Esta semana la activista Lilian Tintori, mujer del líder opositor preso Leopoldo López, ha denunciado que su marido se encuentra aislado en la cárcel militar de Ramo Verde desde hace mes sin que su familia y sus abogados lo puedan visitar.

“¿Por qué el secuestro? ¿Por qué tienen secuestrado a Leopoldo en una cárcel militar?”, dijo Tintori en una rueda de prensa.

Venezuela vive una oleada de protestas desde que el Tribunal Supremo absorbiera las competencias de la Asamblea Nacional, controlada por la oposición, por considerarla en desacato. Aunque el Gobierno dio marcha atrás, los opositores entienden que existe una ruptura del orden constitucional.
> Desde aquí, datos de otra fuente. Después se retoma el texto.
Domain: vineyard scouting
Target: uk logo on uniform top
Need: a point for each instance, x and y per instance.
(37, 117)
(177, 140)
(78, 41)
Las protestas se han saldado con 26 muertes, más de 400 heridos y cerca de 1.300 detenidos, según datos de la Fiscalía recogidos por Efe.

Organismos como la Comisión Interamericana de Derechos Humanos o el Alto Comisionado de Naciones Unidas para los Derechos Humanos han pedido que se respete el derecho a manifestación y la libertad de expresión en le país.